Tutte le Cine contro il Giappone che occupa le Diaoyu/Senkaku
di Paul Hong
Cinque attivisti cinesi (di Taiwan, Hong Kong e Cina popolare) sono riusciti a raggiungere a nuoto uno degli isolotti e piantare le loro bandiere e striscioni. Altri 9 sono stati fermati sull'imbarcazione illegale. Tutti saranno deportati a Hong Kong. Reciproche rimostranze diplomatiche fra Pechino e Tokyo. Manifestazioni di protesta contro l'ambasciata giapponese a Pechino e i consolati di Hong Kong e Taipei. Violenti minacce dai giornali del Partito comunista. Cina e Giappone sfruttano il nazionalismo a fini politici.

Hong Kong (AsiaNews) - Il nazionalismo sta cementando tutti i cinesi di Pechino, Hong Kong, Taipei e Macao contro il Giappone che "osa" mantenere il dominio sulle isole Diaoyu (e che Tokyo chiama Senkaku). Quattro giorni fa un'imbarcazione con 14 attivisti  - da tutte le Cine  è partita da Hong Kong per far vela verso gli isolotti nel mar Cinese orientale. Questa volta - a differenza dei loro passati tentativi annuali - alcuni di loro sono riusciti a nuoto a giungere su uno degli isolotti, piantando bandiere e striscioni: la bandiera di Taiwan, tanto odiata da Pechino in altre manifestazioni, si librava nel vento assieme a quella della Repubblica popolare.

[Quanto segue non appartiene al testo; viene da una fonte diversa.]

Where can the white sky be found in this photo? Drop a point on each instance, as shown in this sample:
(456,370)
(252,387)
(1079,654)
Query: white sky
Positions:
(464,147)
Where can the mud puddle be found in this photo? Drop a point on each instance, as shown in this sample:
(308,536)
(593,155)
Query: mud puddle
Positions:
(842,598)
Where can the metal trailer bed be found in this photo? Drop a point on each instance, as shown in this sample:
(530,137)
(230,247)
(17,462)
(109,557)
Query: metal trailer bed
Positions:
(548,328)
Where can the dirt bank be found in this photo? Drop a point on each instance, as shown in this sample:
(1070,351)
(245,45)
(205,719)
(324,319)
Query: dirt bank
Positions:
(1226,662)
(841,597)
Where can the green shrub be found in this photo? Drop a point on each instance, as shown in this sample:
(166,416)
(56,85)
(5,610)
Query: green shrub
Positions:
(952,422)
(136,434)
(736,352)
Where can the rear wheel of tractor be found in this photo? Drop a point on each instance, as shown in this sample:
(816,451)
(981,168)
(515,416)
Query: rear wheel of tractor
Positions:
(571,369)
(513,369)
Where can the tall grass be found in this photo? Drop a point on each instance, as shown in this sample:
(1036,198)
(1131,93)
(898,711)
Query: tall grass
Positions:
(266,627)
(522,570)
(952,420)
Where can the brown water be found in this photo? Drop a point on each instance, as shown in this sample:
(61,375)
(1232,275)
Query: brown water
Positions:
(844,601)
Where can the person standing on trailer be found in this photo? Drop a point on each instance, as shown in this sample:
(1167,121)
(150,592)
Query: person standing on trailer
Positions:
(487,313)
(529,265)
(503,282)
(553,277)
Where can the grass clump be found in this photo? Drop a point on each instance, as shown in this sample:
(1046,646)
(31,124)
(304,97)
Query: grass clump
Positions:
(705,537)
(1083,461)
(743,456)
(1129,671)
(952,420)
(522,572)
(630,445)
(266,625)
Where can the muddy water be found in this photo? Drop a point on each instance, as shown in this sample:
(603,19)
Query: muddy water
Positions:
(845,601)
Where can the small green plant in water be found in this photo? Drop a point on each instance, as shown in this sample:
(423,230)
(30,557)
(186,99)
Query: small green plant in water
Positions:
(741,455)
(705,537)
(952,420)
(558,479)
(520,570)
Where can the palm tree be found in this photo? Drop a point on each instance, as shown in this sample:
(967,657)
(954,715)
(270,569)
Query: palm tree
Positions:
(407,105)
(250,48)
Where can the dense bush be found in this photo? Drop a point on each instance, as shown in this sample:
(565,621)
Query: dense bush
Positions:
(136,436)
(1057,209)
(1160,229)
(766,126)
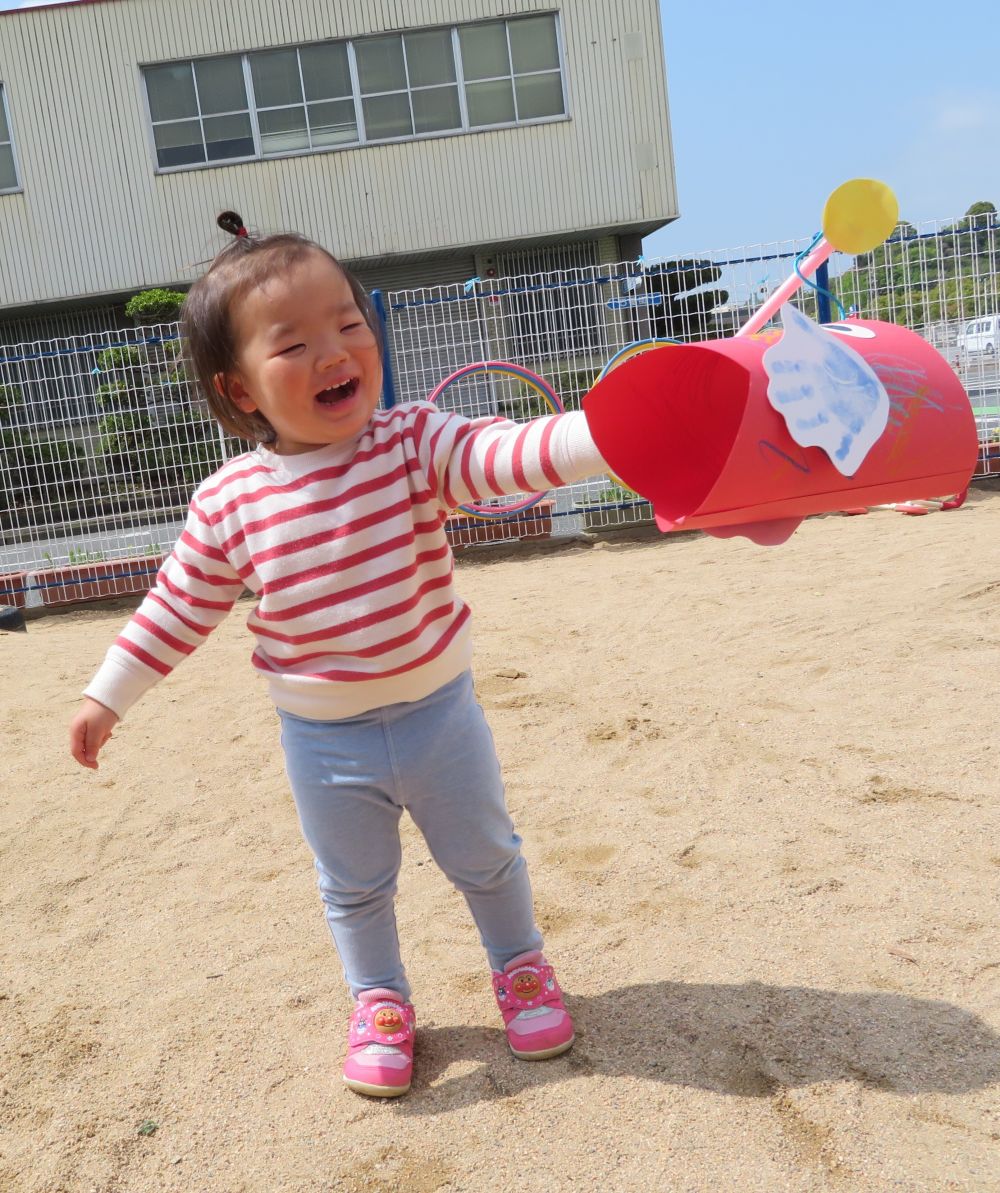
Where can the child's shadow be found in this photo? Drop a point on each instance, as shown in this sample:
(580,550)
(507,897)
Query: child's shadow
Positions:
(748,1040)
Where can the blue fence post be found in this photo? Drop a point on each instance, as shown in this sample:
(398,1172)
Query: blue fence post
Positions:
(823,311)
(388,379)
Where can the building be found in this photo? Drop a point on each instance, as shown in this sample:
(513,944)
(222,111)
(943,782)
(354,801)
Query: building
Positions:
(426,141)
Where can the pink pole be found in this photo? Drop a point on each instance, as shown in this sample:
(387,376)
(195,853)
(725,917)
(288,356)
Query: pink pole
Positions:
(788,288)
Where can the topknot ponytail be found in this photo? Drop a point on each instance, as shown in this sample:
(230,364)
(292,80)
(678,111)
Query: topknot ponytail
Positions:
(233,223)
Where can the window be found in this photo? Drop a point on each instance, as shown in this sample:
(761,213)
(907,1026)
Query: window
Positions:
(8,170)
(331,94)
(512,70)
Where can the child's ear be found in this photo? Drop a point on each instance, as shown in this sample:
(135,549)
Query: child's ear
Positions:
(233,388)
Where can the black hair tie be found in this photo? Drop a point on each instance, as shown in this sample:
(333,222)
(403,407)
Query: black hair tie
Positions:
(233,223)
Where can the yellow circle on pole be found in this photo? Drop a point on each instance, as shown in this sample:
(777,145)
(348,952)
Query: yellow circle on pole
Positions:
(859,215)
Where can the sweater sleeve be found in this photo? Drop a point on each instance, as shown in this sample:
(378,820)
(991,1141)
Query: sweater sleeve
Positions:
(193,591)
(475,459)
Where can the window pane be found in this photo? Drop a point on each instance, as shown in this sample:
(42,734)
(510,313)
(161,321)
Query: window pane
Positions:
(491,103)
(381,63)
(325,70)
(485,50)
(276,78)
(387,116)
(171,91)
(283,130)
(8,177)
(538,96)
(534,44)
(428,57)
(333,123)
(179,144)
(436,109)
(221,87)
(228,136)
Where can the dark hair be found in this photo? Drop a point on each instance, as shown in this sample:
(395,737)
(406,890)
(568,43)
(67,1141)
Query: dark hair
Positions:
(207,314)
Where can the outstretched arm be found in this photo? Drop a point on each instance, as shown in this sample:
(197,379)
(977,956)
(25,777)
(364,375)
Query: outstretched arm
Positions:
(480,458)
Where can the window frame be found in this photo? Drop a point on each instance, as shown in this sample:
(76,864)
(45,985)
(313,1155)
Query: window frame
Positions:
(18,187)
(362,141)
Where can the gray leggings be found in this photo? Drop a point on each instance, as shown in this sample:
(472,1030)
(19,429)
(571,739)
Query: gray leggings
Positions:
(352,779)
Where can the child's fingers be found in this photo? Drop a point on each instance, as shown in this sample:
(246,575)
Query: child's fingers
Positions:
(85,742)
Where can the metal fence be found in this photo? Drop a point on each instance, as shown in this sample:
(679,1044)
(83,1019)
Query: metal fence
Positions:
(103,436)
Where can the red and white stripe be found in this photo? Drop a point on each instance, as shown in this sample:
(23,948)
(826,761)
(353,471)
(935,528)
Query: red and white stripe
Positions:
(345,550)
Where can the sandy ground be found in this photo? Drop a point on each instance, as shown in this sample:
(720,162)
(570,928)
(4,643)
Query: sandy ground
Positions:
(759,796)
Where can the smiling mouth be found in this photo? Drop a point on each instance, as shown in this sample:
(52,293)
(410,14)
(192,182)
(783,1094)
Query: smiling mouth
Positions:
(338,393)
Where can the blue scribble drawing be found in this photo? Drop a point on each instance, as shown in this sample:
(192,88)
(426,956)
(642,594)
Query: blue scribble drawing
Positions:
(827,394)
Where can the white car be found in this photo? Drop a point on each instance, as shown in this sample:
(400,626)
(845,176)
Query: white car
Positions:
(980,335)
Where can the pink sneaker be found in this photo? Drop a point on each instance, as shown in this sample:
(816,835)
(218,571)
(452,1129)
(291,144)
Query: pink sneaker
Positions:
(380,1044)
(529,997)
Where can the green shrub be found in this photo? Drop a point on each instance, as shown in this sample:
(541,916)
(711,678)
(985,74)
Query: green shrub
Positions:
(112,359)
(174,451)
(36,474)
(155,306)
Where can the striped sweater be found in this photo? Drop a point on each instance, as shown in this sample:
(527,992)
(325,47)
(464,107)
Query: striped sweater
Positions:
(345,550)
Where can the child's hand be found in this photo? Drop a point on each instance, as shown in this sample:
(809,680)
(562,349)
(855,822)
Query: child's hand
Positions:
(88,730)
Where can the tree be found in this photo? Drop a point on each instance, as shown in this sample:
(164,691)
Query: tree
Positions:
(915,280)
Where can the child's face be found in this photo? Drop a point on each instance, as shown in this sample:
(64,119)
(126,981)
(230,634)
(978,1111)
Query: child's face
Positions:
(307,359)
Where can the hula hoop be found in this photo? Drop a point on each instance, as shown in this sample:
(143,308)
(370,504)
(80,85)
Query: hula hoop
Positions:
(629,351)
(477,510)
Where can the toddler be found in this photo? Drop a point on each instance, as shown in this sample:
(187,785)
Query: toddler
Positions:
(335,523)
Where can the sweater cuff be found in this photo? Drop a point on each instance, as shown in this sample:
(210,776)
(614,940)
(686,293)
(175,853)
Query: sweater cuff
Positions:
(581,457)
(119,681)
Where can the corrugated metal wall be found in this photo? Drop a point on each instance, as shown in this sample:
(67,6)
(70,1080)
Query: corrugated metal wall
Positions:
(94,217)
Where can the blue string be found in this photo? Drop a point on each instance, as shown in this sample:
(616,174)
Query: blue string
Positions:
(810,283)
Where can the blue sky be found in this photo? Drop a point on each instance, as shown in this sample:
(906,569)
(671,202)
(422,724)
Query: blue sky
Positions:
(775,105)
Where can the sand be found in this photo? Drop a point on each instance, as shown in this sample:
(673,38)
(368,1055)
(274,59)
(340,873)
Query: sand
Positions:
(759,796)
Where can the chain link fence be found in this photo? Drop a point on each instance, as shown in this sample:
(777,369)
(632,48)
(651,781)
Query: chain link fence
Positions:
(103,436)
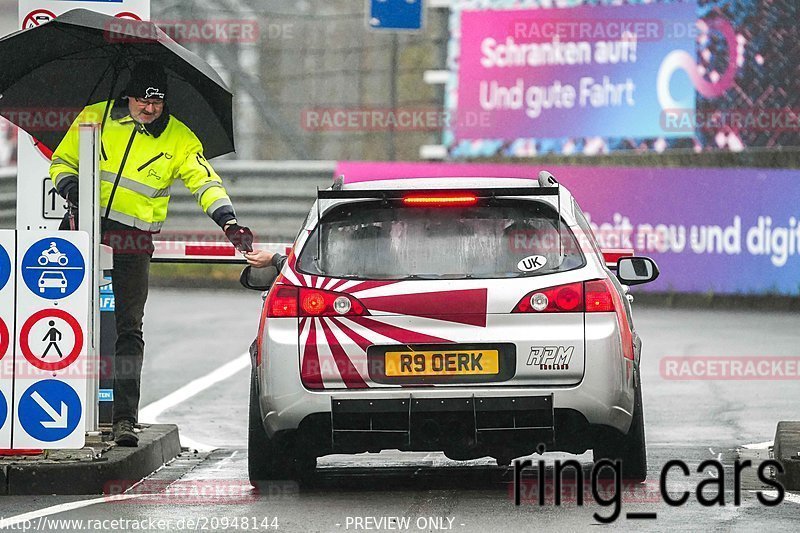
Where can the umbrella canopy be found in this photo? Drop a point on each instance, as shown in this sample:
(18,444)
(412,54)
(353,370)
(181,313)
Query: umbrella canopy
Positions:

Ora i cinque che hanno raggiunto a nuoto l'isola sono ad Okinawa; in giornata dovrebbero anche arrivare gli altri nove. Tutti dovrebbero essere deportati ad Hong Kong, se non hanno compiuto altre azioni illegali eccetto questa "invasione".

L'arcipelago delle Diaoyu/Senkaku consiste di cinque isole e tre atolli, che fanno parte della prefettura di Okinawa, sotto il governo giapponese. Ma i cinesi continuano a reclamarne la sovranità e a fasi alterne tendono in rapporto fra le due maggiori economie asiatiche.

Non è chiaro il valore dell'arcipelago. Si pensa che esse abbiano anzitutto un valore strategico, trovandosi sulla rotta delle più importanti vie marittime; altri affermano che oltre alle acque ricche di pesca, nel sottofondo marino vi siano sterminati giacimenti di gas. Rimane il fatto che esse infiammano l'animo nazionalistico di cinesi e giapponesi.

Ieri Tokyo e Pechino hanno presentato le loro rimostranze reciproche per il gesto. Attivisti giapponesi stanno pianificando un viaggio alle Senkaku per il prossimo weekend. Ma ieri a Pechino, Hong Kong, Taipei e Macao vi sono state dimostrazioni davanti all'ambasciata giapponese e ai consolati. Stranamente, a Pechino la manifestazione non è stata fermata o soppressa, come avviene con altri attivisti.

Oggi i giornali della Cina popolare sono pieni di editoriali che minacciano il Giappone. Il Quotidiano del popolo afferma che la Cina non esiterà "a sradicare l'illusione del Giappone di voler controllare le isole Diaoyu". Il Global Times ribadisce che Tokyo rischia "un confronto totale con la Cina. Qualunque sia la scelta del Giappone, la Cina risponderà a tono".

Osservatori più distaccati fanno notare che Pechino e Tokyo necessitano una buona dose di patriottismo. In Cina, il Partito comunista è alla vigilia di un delicato cambio al vertice che vedrà le dimissioni del presidente Hu Jintao e del premier Wen Jiabao. I giochi sembrano già fatti, ma i vari gruppi di pressione sono divisi. Allo stesso tempo, il Partito gode ormai di una stima che è al suo minimo storico, flagellato di continuo da scandali, corruzioni e soprusi.

In Giappone, il partito democratico del premier Yoshihiko Noda ha un vantaggio minimo sul partito liberale di opposizione, mentre quest'ultimo spinge per una caduta del governo e per nuove elezioni. È forse anche per questo che ieri, all'anniversario della fine della Seconda guerra mondiale, due ministri giapponesi si sono recati in visita al santuario di Yasukuni, che onora i 2,5 milioni di morti della guerra, compresi 14 criminali di guerra. Ogni visita al santuario potenzia il patriottismo dei giapponesi, ma produce un'ondata di critiche da parte dei governi che hanno subito l'occupazione nipponica.